Last week there was a bit of an uproar over the AP's announcement that they would be permitting a more personal style of writing in their news reporting. It's a bit of a shock because the AP is kind of old school when it comes to the who-what-when-where-why of news. Even though it was some time ago that the AP started disseminating stories with multiple ledes -- straight and more featurized -- this was new.
I don't have the same problem with it some do. Like Orwell, I think that personal, subjective writing might be the best way to preserve "the moral atmosphere of a particular moment in time," an argument that he makes in a wonderful essay called "Looking Back on the Spanish War."
Nevertheless, I think that the weird hybrid between news and personal writing that we're seeing now is just peculiar, and is evident in a recent NY Times story about Obama abroad.
For the first few graphs of this story, it's a relatively fact-based featurized overview of Obama's trip and McCain's non-trip of the last week. Then we get this assessment of how Obama handles himself:
Mr. Obama looks supremely confident and at home talking to generals and heads of state, so much so that some viewers may find the pose presumptuous — as if Mr. Obama believes that not only is his official nomination at the Democratic convention in August a mere formality, so is the November election.
Supremely confident? (According to who?) Some viewers? (Who exactly?) May find presumptuous? (How do you know?) And they'll conclude both that he took the nomination and the November election for granted? (That's putting a lot of words in a hypothetical person's mouth.)
The problem here is that the personal writing isn't being used to create the atmosphere of a moment so that we can make up our own minds about it -- it's being used to avoid the description of a moment and to tell us what we might have thought had we been there.
It's the weird hybrid of news writing and personal writing that is to blame.
The story describes the anchors tagging along on the trip, and then we get this:
When posing for an official photograph with a foreign leader, Mr. Obama often places his hand paternally on the other man’s arm, subliminally signaling that though a visitor, he is the real host of the meeting.
Touring ruins of the Citadel in Amman, Mr. Obama strode confidently with his jacket crooked over his shoulder in classic Kennedy style. He also practiced statesmanly restraint, telling reporters in Amman that he wouldn’t criticize his opponent while abroad.

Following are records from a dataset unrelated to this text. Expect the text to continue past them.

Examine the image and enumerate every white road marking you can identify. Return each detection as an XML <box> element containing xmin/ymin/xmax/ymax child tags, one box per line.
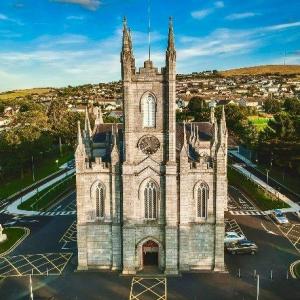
<box><xmin>260</xmin><ymin>222</ymin><xmax>278</xmax><ymax>236</ymax></box>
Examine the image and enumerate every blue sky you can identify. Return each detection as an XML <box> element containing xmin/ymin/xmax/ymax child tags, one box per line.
<box><xmin>0</xmin><ymin>0</ymin><xmax>299</xmax><ymax>91</ymax></box>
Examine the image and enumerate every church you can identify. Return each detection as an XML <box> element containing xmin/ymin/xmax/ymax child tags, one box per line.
<box><xmin>75</xmin><ymin>18</ymin><xmax>227</xmax><ymax>275</ymax></box>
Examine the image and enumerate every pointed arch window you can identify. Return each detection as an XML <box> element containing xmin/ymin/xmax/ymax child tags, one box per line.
<box><xmin>142</xmin><ymin>94</ymin><xmax>156</xmax><ymax>128</ymax></box>
<box><xmin>95</xmin><ymin>183</ymin><xmax>105</xmax><ymax>218</ymax></box>
<box><xmin>197</xmin><ymin>182</ymin><xmax>209</xmax><ymax>219</ymax></box>
<box><xmin>144</xmin><ymin>181</ymin><xmax>157</xmax><ymax>219</ymax></box>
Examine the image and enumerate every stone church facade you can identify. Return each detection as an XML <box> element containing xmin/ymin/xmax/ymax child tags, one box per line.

This is not a story in which the reporter has introduced herself as a character. If she had, we might be able to appreciate some of this as judgment from a passionate sensibility. But as is, it reads as "news." The arm pat must actually be paternal, and Obama must think of himself as a host. I won't go into the fact that if it really was subliminal the reporter wouldn't actually be aware of it.
The second paragraph I won't criticize because I agree with it -- but obviously the reporter is balancing out the last paragraph's criticism with this paragraph's flattering description. Two wrongs, it seems, make a right.
Again, I don't think I'd bristle at these moments if the reporter had simply announced her point of view -- and celebrated it, instead of disguising it.
These are important moments to note -- as is the latest announcement from the AP -- in light of the recently released biopic on the life of Hunter S. Thompson, Gonzo. Thompson arguably pioneered an extremely personal form of writing in the context of presidential elections -- though of course he did so under the guise of satire, which has also been rearing its head in this election cycle.
But Thompson isn't the model to consider. Orwell is. It's possible to be subjective and still pursue truth. If we embraced that more fully, instead of retreating to the boring old who-what-when-where-why, we might avoid the ridiculousness of an attempt to find a sweet spot between the two.